New Book: Ing on the Dysfunction of Ritual

Blog contributor Michael Ing’s first book, The Dysfunction of Ritual in Early Confucianism, has just been published by Oxford University Press. Many congratulations, Michael! (Paperback and hardback simultaneously: nice!) A brief description follows; more details are available at the OUP website above. 

In The Dysfunction of Ritual in Early Confucianism Michael Ing describes how early Confucians coped with situations where their rituals failed to achieve their intended aims. In contrast to most contemporary interpreters of Confucianism, Ing demonstrates that early Confucian texts can be read as arguments for ambiguity in ritual failure. If, as discussed in one text, Confucius builds a tomb for his parents unlike the tombs of antiquity, and rains fall causing the tomb to collapse, it is not immediately clear whether this failure was the result of random misfortune or the result of Confucius straying from the ritual script by building a tomb incongruent with those of antiquity. The Liji (Record of Ritual)–one of the most significant, yet least studied, texts of Confucianism–poses many of these situations and suggests that the line between preventable and unpreventable failures of ritual is not always clear. Ritual performance, in this view, is a performance of risk. It entails rendering oneself vulnerable to the agency of others; and resigning oneself to the need to vary from the successful rituals of past, thereby moving into untested and uncertain territory. Ing’s book is the first monograph in English about the Liji–a text that purports to be the writings of Confucius’ immediate disciples, and part of the earliest canon of Confucian texts called ”The Five Classics,” included in the canon several centuries before the Analects. It challenges some common assumptions of contemporary interpreters of Confucian ethics–in particular the assumption that a cultivated ritual agent is able to recognize which failures are within his sphere of control to prevent and thereby render his happiness invulnerable to ritual failure.

4 replies on “New Book: Ing on the Dysfunction of Ritual”

  1. I went to Amazon to “Look Inside!”, and from what I’ve seen, the book seems to me very clear, very smart, and very important.

    I was especially curious to see whether Michael talks about LY 1.12 (an extremely influential passage in anglophone Confucius studies, which says either that the function of ritual is to promote harmony or (according to Zhu Xi, Kupperman and Slingerland) that ritual should be performed with the ease of second nature — as discussed in and under Hagop Sarkissian’s 2/6/10 post). Apparently the book doesn’t touch on that passage, as the book is mainly about the Liji; though I gather that the book’s general view fits the first reading, broadly understood so as to encompass some of the general vision reflected in the second reading.

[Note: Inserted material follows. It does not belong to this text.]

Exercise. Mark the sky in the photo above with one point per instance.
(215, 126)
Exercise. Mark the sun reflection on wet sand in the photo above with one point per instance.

    I found that Michael says that since the Liji makes many statements about the purpose of rituals and of ritual, I am wrong to have argued in “Confucianism and Moral Intuition” that the early Confucians “were not theorists” (Ing, p. 26 and n. 35). I’d like to quibble about exactly what I said and meant, but my text admits a variety of readings. Anyway it looks as though the book finds sophisticated general views about ritual that are worth taking seriously.

    Michael, if you’re here I have a question for you about the Liji. I suppose ritual is especially important for kinds of interaction in which it’s difficult to maintain harmony – say, interaction among unequals or strangers. These days we, or anyway I, think that one of the most important kinds of interaction like that is discussion: not the kind of discussion that aims simply at one person teaching or counseling another, but the kind of discussion in which both sides are expected to contribute (even if they’re only trying to figure out how to follow their common teacher), and what they might offer isn’t narrowly circumscribed in advance, and may include reasons against what the other person has said. Philosophy teachers focus on training students to do this, and liberal civilization, or civilization simply, depends on it. I wonder whether the Liji speaks to this kind of interaction?

  2. Hi Bill,

    Thanks for browsing through the book. Regarding your question about discussion/interaction, the Liji, I would say, speaks to this issue about as much as texts such as the Mengzi does. There are situations of dialogue that extend beyond the kind of interactions that occur in the Lunyu, but the Liji does not theorize about these dialogues the way it might be said that it theorizes about li (and I should add that I apologize that your only appearance in the book is on this issue of theory). While these kinds of student-disciple interactions do fit under a kind of broad category of li, the Liji seems to be more concerned with rituals related to mourning and sacrifice (as can be seen in this word cloud: http://ctext.org/media.pl?if=en&id=4).

    That said, there is a chapter on learning (學記), which might be read to have a little to say about this. On a related note, you might want to speak with Aaron Stalnaker, whose current project is on master-disciple relationships in early China.

    A text that seems to be more concerned with the kind of dialogue you’re looking for, at least in early China, is the Salt and Iron Discourses (鹽鐵論), which features extended back and forth discussions between a court official (御史大夫) and a scholar (文學, usually understood as someone representing a Confucian view). While the text sides with the 文學, the other position is represented more charitably than they tend to be represented in early Chinese texts. I thought I came across a partial translation of it, but I can’t seem to find it now.